Joven: ¿Pero qué me estás contando?
Hume: Nada, es demasiado complejo.
Joven: Tú, no me vaciles, eh.
Hume: Mira, por lo que tengo entendido, intentas obrar por la razón, pero los sentimientos son más poderosos. Y aunque sepas que has de irte ya a casa, el sentimiento de disfrutar de esta noche va a hacer que te quedes.
Joven: Pero si no me conoces. Yo voy a hacer lo que quieras.
Y así fue como tras una hora Hume se volvió a encontrar al joven que, por supuesto, aún no se había ido a casa.
Hume: Te lo dije, los sentimientos son lo que hacen que obres, no la razón. (Con tono jocoso)
Joven: Pues que sepas que te equivocas, solo sigo aquí porque he perdido mi cartera. (Mintió el joven)
Hume: No creo que me equivoque.
A las seis de la mañana cerraron la discoteca y Hume, satisfecho con la noche, decidió volverse a su casa. Pero cuál fue su sorpresa cuando se encontró al joven en la salida.
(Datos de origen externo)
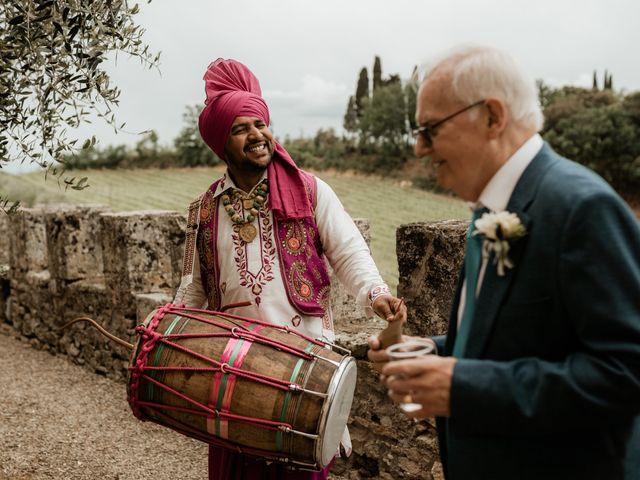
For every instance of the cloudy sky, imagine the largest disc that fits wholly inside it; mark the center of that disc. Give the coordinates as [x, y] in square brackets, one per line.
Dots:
[307, 55]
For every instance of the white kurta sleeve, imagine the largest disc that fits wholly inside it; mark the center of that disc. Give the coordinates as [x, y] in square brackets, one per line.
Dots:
[344, 246]
[191, 293]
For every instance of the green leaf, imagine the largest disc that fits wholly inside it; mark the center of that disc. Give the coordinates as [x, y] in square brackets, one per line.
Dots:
[16, 20]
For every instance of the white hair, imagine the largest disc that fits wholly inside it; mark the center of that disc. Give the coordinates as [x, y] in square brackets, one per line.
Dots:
[479, 72]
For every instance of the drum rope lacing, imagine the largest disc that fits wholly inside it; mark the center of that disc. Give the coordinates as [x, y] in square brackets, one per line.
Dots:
[150, 338]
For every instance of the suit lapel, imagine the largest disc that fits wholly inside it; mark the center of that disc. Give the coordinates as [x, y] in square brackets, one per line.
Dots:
[494, 287]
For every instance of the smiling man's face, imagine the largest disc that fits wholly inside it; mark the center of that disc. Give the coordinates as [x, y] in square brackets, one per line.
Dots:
[249, 147]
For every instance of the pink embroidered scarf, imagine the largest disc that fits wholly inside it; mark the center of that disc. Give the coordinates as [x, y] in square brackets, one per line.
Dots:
[233, 91]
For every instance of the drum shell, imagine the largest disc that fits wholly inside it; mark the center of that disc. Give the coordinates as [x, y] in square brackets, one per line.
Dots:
[176, 399]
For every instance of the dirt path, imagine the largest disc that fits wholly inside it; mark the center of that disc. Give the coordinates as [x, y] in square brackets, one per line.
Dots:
[59, 421]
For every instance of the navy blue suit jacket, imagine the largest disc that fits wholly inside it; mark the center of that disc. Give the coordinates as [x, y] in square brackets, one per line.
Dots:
[550, 384]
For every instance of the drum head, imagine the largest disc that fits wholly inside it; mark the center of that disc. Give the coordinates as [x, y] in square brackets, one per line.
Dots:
[334, 418]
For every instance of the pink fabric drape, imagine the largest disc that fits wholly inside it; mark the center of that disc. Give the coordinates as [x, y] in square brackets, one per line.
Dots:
[233, 91]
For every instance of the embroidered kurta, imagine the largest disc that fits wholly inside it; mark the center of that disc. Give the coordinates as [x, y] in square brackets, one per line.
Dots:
[250, 272]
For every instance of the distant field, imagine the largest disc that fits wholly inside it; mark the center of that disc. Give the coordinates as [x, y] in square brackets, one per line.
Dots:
[384, 202]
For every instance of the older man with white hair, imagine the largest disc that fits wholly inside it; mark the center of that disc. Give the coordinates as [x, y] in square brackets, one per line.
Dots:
[539, 373]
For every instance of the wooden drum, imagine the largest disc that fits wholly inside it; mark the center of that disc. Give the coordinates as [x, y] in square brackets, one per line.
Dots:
[243, 384]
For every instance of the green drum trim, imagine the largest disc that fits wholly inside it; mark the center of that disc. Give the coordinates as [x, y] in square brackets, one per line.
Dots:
[287, 397]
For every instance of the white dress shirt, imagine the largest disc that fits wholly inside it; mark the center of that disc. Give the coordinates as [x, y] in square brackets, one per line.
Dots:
[498, 191]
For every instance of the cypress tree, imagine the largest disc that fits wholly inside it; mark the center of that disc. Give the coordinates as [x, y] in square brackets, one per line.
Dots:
[377, 73]
[362, 90]
[350, 121]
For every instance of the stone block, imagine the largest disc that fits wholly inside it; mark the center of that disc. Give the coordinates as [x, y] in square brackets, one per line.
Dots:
[429, 259]
[85, 344]
[74, 242]
[28, 242]
[142, 253]
[386, 443]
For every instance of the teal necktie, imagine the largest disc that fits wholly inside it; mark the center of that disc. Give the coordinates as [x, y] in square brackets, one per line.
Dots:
[472, 262]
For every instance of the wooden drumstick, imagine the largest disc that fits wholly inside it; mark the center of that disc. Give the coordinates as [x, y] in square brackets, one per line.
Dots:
[99, 327]
[393, 333]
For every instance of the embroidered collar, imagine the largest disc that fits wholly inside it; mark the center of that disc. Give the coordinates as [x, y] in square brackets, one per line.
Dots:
[227, 183]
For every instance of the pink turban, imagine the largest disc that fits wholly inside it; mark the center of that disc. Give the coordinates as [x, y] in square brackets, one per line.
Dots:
[233, 91]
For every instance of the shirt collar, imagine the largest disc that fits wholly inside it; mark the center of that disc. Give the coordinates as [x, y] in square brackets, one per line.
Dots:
[497, 192]
[227, 183]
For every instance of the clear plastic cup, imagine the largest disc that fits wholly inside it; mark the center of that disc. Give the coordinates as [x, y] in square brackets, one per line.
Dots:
[410, 349]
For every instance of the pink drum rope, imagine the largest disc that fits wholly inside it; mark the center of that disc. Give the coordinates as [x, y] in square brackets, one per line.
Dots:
[150, 338]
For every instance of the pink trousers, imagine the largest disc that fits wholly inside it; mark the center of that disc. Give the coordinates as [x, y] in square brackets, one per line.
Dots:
[228, 465]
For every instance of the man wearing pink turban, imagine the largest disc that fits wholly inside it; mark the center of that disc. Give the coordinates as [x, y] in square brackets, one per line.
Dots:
[262, 234]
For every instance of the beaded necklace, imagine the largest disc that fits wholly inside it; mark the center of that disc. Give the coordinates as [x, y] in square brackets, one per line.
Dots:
[252, 203]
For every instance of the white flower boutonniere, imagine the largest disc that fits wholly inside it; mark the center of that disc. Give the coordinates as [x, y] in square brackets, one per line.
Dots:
[498, 230]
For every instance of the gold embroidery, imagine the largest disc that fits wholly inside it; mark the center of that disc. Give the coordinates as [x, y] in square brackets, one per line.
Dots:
[255, 282]
[296, 238]
[302, 288]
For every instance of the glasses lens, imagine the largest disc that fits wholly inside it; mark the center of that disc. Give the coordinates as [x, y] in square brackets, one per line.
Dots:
[424, 133]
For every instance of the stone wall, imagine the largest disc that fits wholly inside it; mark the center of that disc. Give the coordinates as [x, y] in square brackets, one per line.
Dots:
[67, 262]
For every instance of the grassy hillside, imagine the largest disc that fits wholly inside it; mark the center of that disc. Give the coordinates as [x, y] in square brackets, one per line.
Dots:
[384, 202]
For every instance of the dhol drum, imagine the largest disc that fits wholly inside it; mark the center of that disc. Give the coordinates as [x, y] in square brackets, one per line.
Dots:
[243, 384]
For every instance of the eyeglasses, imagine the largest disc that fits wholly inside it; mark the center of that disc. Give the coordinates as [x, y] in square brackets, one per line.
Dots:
[427, 132]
Joven: No me digas nada eh, que bastante tengo ya que en dos horas tengo que levantarme.
Hume: Ves, al final los sentimientos han ganado a la razón. Te han impulsado a obrar y a quedarte con tus amigos sin pensar en las consecuencias.
Joven: Ya bueno, pero ahora voy a estar somnoliento todo el día.
Hume: Ese es el poder de los sentimientos, la pasión es la que identifica lo placentero con lo bueno y lo doloroso con lo malo. Por lo tanto puedo decir que terminarás durmiendo en casa, o te quedarás dormido, por el mero hecho de no sufrir.
Joven: Ya verás como no, tengo un examen y no puedo dormir, voy a estudiar. Tengo que aprobar para poder seguir con mi carrera.
Hume: Ya te he dicho, amigo, que la razón no puedo impulsarte a obrar, y al final serán los sentimientos quienes acaben gobernando. Me apostaría lo que quieras a que terminarás durmiendo hasta tarde. Por el mero hecho de que será, además de placentero, más útil para ti, ya que estudiar sin haber dormido es poco provechoso.
Joven: Bueno visto de ese modo, la verdad es que estudio mejor si le pongo ganas, y para eso tengo que estar descansado.
Hume: De nada, y buenos días.
Y así fue como Hume, tras salir de fiesta, le hizo ver a un joven el poder de los sentimientos sobre el resto de cosas.